Plutarch does not dress this up. But he records what followed: the abducted women married Roman men, and when war broke out between Rome and the Sabines, the women themselves ran between the two armies and brokered peace. A community born of violence became a community held together by those who had most reason to resent it. Plutarch notes the irony quietly, but he makes sure you feel it.
Romulus the King
Romulus did not only found Rome — he gave it its skeleton. He established the Senate, organized the military, and laid down the basic laws and customs that would define Roman life for centuries. In battle he led from the front. There are accounts of him killing enemy commanders in single combat, dedicating their armor as spoils to Jupiter.
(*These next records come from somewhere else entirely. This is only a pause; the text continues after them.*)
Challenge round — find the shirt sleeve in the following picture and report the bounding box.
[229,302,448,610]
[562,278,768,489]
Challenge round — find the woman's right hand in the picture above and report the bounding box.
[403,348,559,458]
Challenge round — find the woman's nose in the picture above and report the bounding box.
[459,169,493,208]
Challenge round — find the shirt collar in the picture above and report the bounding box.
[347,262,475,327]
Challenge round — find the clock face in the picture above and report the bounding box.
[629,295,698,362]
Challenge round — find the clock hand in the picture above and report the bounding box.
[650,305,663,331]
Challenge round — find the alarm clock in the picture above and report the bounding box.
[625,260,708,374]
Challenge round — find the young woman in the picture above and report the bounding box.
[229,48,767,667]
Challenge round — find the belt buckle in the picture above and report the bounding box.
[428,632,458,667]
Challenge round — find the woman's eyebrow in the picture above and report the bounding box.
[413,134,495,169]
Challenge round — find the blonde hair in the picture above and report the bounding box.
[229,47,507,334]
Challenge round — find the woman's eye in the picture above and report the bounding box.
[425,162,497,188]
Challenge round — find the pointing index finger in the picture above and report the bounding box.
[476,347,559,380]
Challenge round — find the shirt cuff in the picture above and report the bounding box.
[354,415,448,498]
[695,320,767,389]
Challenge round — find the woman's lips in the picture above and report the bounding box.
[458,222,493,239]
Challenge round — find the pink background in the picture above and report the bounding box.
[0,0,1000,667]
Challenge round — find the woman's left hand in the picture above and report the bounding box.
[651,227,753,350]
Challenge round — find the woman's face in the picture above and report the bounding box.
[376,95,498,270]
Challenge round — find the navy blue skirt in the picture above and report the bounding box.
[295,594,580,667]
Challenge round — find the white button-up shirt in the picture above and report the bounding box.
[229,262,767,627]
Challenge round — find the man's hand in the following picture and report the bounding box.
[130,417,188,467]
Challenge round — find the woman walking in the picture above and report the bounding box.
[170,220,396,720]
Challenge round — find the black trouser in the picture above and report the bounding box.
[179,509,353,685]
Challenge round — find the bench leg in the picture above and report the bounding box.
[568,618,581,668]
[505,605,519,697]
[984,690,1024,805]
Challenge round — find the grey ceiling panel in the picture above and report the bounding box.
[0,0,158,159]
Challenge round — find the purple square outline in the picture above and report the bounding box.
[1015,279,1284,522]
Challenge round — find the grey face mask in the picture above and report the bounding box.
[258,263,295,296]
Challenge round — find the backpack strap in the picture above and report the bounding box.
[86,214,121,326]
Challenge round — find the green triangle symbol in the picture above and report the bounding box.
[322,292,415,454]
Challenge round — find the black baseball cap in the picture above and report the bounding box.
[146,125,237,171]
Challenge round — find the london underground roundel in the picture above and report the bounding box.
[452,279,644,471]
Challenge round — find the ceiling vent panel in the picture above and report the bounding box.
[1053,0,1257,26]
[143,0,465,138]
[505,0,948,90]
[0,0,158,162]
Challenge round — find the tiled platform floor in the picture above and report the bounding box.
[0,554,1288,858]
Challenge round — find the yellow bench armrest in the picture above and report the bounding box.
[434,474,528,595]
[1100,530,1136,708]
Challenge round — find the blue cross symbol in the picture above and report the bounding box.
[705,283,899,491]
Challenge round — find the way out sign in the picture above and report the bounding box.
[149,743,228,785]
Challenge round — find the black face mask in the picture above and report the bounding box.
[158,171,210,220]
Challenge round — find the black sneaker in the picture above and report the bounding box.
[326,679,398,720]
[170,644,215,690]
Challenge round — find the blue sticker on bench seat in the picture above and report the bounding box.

| Achievement | What He Did | Historical Significance |
|---|---|---|
| Founding of Rome | Built the city on the Palatine Hill, 753 BC | Birth of Western civilization's center |
| The Senate | Established a council of one hundred elders | Root of the Roman Republic |
| Sabine Integration | United Romans and Sabines under shared rule | Template for Rome's multiethnic growth |
The King Who Vanished
The death of Romulus is one of history's great unsolved moments. During a military review in the Forum, a sudden storm descended. When the clouds cleared, Romulus was gone. The people believed he had been taken up to the gods — deified under the name Quirinus, he became one of Rome's patron spirits.
But Plutarch records a second version: that Romulus had grown autocratic in his final years, and that senators, resentful of his tyranny, had killed him and hidden the pieces of his body beneath their cloaks. The god and the murder victim. Plutarch offers both and decides nothing.
"Even the greatest founder can be changed by power. The disappearance of Romulus is Rome's permanent unanswered question about what it did to the man who made it."
— Plutarch's lens on Romulus
Theseus and Romulus — Two Founders, One Mirror
Plutarch's reason for pairing these two men becomes unmistakable. Across two different civilizations, the pattern is almost identical.
Theseus
• Father uncertain — mortal or god
• Caused his father's death
• Unified Athens; shared power
• Expelled from the city he built
• Died alone in exile
Romulus
• Father uncertain — mortal or god
• Caused his brother's death
• Built Rome; founded the Senate
• Vanished — murdered or divine
• Truth of his death suppressed
Both men built cities that outlasted them by millennia. Both caused the deaths of those closest to them. Both were ultimately consumed by the worlds they created. Plutarch's argument runs quietly beneath the parallel: greatness does not protect you from tragedy. It may, in fact, invite it.